En plus du salaire minimum à 15 $, nous souhaitons que la ministre responsable du Travail fasse preuve de courage politique dans la modernisation des normes du travail. Nos deux autres revendications, le 5 et le 10, sont des mesures simples qui amélioreront grandement la conciliation travail-vie personnelle.

Le 5 : pour permettre à toutes et à tous d’organiser leur vie personnelle et leurs obligations familiales, la Loi sur les normes du travail doit obliger les employeurs à fournir l’horaire de travail au moins cinq jours à l’avance. Rien de moins.

Le 10 : pour soutenir les travailleurs et travailleuses qui sont confrontés à la maladie ou à des obligations familiales, il faut garantir dix jours de congé payé. Plus de 60 % des travailleurs et travailleuses du Québec n’ont toujours pas accès à cette protection. Quand on a un budget serré, la perspective de perdre quelques jours de salaire incite bon nombre de personnes à travailler même lorsqu’elles sont malades. Si on s’absente pour prendre soin d’un proche gravement malade, ce sont des dépenses essentielles qui sont sacrifiées. Pour protéger des aléas de la vie, c’est 10 jours de congé payé. Rien de moins.

Malheureusement, le gouvernement semble trouver que les travailleuses et les travailleurs ne méritent ni de sortir de la pauvreté ni d’améliorer leurs conditions de travail.
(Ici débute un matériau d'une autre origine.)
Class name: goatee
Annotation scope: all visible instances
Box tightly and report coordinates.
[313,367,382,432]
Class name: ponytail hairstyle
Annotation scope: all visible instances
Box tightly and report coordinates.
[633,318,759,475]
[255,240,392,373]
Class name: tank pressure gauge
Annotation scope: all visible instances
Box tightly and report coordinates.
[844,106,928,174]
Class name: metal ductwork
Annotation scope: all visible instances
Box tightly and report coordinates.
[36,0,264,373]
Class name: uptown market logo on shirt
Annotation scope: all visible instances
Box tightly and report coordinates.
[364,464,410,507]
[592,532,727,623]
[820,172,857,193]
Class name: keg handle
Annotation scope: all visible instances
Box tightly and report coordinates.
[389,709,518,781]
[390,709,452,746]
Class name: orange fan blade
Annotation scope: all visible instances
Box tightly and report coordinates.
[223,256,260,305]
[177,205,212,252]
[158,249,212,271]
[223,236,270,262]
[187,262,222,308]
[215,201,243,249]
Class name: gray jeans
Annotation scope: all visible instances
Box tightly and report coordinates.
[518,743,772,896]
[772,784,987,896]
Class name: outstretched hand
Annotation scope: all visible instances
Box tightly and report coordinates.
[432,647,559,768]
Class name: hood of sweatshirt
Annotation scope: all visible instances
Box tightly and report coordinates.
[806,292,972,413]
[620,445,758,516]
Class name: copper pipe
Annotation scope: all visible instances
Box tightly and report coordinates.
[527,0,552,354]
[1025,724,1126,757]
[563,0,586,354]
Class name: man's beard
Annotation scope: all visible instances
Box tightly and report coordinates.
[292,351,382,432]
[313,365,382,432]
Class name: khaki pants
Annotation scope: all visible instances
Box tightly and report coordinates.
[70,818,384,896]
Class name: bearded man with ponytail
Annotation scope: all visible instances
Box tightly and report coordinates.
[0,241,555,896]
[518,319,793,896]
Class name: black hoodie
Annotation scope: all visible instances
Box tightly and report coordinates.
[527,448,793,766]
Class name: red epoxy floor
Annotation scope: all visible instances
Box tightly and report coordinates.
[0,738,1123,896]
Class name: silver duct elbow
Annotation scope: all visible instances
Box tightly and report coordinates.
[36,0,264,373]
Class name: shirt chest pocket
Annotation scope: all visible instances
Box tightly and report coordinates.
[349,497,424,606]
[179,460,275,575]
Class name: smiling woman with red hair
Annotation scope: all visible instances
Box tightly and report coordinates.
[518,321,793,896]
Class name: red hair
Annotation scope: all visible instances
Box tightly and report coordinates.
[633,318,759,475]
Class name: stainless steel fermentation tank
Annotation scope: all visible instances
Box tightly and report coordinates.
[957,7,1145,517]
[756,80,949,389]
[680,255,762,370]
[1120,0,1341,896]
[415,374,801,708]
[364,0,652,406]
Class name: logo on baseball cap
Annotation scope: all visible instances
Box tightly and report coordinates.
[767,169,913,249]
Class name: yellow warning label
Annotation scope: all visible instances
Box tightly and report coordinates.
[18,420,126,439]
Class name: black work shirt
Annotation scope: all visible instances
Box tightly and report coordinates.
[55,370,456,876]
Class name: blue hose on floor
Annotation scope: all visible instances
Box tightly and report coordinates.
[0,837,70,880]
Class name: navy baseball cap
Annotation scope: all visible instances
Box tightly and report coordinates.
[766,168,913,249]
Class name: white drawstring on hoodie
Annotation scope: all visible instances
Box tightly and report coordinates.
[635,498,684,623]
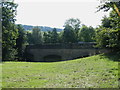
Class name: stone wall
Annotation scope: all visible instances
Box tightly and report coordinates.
[26,45,108,61]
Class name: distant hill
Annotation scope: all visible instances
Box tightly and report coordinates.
[22,25,62,32]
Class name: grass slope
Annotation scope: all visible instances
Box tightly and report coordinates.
[2,54,119,88]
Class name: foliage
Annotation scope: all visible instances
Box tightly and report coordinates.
[27,27,42,44]
[16,25,26,60]
[43,28,59,43]
[2,53,120,88]
[97,0,120,17]
[96,27,120,50]
[64,18,81,42]
[78,25,95,42]
[96,2,120,51]
[1,2,18,60]
[62,25,76,43]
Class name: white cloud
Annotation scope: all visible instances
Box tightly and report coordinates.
[16,2,107,28]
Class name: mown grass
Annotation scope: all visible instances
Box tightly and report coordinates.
[2,54,120,88]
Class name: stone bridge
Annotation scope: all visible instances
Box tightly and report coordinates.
[25,43,108,62]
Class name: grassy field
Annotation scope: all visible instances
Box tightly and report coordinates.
[2,54,120,88]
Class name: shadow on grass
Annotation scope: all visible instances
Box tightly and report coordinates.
[103,52,120,62]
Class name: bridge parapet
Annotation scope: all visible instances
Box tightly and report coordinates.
[27,43,96,49]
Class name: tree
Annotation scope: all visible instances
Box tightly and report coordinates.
[78,25,95,42]
[98,0,120,17]
[62,25,76,43]
[1,2,18,60]
[96,1,120,51]
[64,18,81,42]
[16,25,26,60]
[51,28,58,43]
[32,27,42,44]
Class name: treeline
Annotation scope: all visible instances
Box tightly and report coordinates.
[0,2,120,61]
[26,18,95,44]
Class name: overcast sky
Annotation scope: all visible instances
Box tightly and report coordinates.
[14,0,108,28]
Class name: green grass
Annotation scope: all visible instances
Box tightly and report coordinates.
[2,54,120,88]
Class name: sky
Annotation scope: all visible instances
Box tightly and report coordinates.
[14,0,108,28]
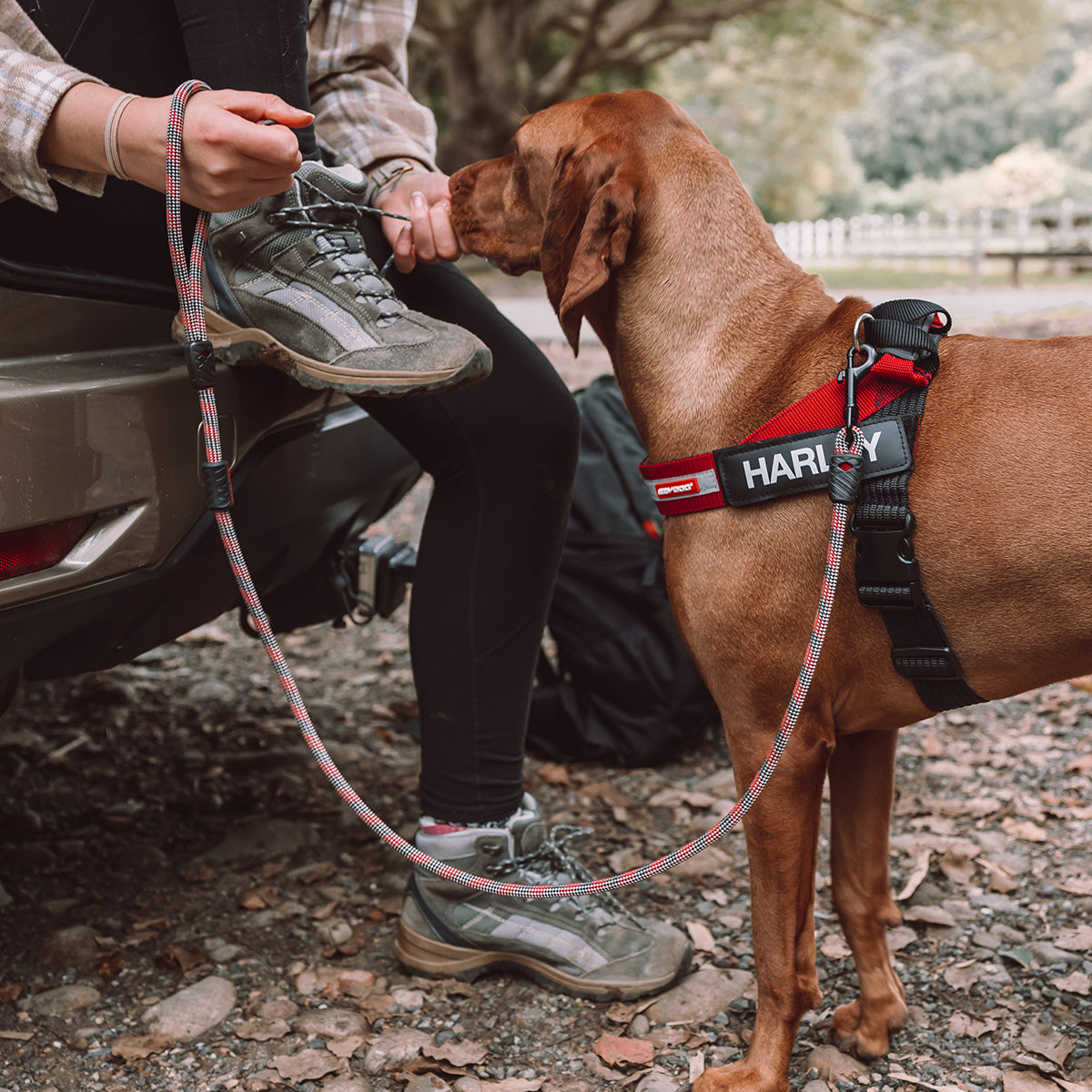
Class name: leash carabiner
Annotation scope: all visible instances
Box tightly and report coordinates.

Alors qu’en Colombie-Britannique, en Alberta et en Ontario, le salaire minimum à 15 $ l’heure est en voie de devenir une réalité, le Québec mise sur une hausse totale de 1,70 $ sur quatre ans, pour le porter à 12,45 $ en 2020. Une gifle pour les personnes au salaire minimum. Rien de moins.

À un an des élections, la campagne 5-10-15 veut inviter l’ensemble des partis politiques à clarifier leurs engagements en matière de salaire minimum et de conditions de travail, mais aussi augmenter la pression sur le gouvernement pour le forcer à s’intéresser au sort des travailleuses et des travailleurs pauvres et à défendre leurs intérêts avec la même vigueur qu’il défend les intérêts du patronat. Rien de moins.

C’est pour cela que nous marcherons à Montréal le 15 octobre prochain, aux côtés de nos partenaires des autres campagnes pour le salaire minimum à 15 $ l’heure».

* Les sept organisations membres de la campagne 5-10-15 : le Front de défense des non-syndiquéEs, le Collectif pour un Québec sans pauvreté, la Centrale des syndicats démocratiques (CSD), la Confédération des syndicats nationaux (CSN), la Centrale des syndicats du Québec (CSQ), le Syndicat de la fonction publique et parapublique du Québec (SFPQ) et le Syndicat de professionnelles et professionnels du gouvernement du Québec (SPGQ).